Pascoe was saved from having to answer by the appearance of Sergeant Broomfield in the doorway.
'Mr Swain gone, has he?' he asked.
'If you hurry, you might still catch the Chief kissing his arse across the road in the public car park,' said Dalziel.
Broomfield turned away, but Dalziel called him back.
'What's up? Why do you want him?' he demanded.

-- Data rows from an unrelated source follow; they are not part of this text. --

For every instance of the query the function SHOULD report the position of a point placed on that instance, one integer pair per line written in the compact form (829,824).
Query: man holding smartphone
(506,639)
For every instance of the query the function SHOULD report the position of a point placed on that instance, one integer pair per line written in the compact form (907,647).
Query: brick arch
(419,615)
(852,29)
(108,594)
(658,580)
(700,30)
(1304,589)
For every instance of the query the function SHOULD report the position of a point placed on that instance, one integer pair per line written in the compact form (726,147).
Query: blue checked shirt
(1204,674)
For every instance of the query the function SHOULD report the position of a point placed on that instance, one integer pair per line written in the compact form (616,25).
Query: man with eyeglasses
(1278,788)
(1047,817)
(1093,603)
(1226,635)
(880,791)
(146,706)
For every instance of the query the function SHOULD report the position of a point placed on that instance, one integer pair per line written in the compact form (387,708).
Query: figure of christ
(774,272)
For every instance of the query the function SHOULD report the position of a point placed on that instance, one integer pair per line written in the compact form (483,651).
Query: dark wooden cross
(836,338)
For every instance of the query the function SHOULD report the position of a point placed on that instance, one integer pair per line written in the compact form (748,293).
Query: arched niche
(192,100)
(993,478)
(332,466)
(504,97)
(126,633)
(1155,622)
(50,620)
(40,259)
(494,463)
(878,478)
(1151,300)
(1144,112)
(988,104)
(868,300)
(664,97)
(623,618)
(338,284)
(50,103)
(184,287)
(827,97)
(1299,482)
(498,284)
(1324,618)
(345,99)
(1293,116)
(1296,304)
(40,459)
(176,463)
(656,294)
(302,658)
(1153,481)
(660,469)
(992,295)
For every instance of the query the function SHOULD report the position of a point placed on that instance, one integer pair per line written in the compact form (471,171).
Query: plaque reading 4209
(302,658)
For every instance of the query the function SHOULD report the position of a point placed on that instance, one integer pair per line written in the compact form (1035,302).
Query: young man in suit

'Nowt really. He left his pen, that's all. Looks a bit pricey and I didn't want him thinking it'd got lifted while he were here.'
'Careless bugger. Hold on, George, don't rush off. Peter, you're a clever sod, what's it the head bangers say about leaving things?'
'What? Oh, you mean that you don't leave things by accident really, but because you want to come back to the place you leave them? Of course, that's only a simplified version of -'
'It'll do for a simplified copper,' said Dalziel.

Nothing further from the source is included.